One day in the month of October, Jake said "I want to be an Imagination Mover for Halloween". (again? he was that last year. quick, think. how to react. don't make a big deal or he might withdrawal...don't acknowledge and the costume is toast.) "Cool Jake, we already have that costume". Then, YO GABBA GABBA started airing their Halloween episode every other day. And since that is what Gwyn watched for every Broviac dressing change and flush, the song with the phrase "too much candy's gonna make you sick..." was sent to Jake as a message. Halloween was canceled again. Don't worry, I took the costume, we went to Mimi & Clyde's and watched the trick-or-treaters come knocking. 30 minutes after passing out candy to an army of little goblins, Jake was jumping out of his skin and into his costume. We went, we received, we returned. We dumped his loot on the table and sorted..."Jake, only pick 3 candies. Too much candy will make you sick".
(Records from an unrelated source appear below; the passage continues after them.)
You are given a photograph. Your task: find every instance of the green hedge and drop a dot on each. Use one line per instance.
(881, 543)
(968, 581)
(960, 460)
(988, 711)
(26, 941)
In November, Jake turned 4 with a handful of witnesses to see him eat cake and not "get sick". December came and Gwyn had her Broviac removed in light of her updated status, No Evidence of Disease. Santa came to town and the New Year began.

Here we are, back at Halloween.
me - "hey Jake, what do you want to be for Halloween this year?"
Jake - "an Imagination Mover"
me - "sorry, that costume is way too small for you, look in this catalog and pick something"
Jake - "okay, how about a shark!"

1 comment:

  1. How about a card shark? Get a visor and a pack of cards and you're set!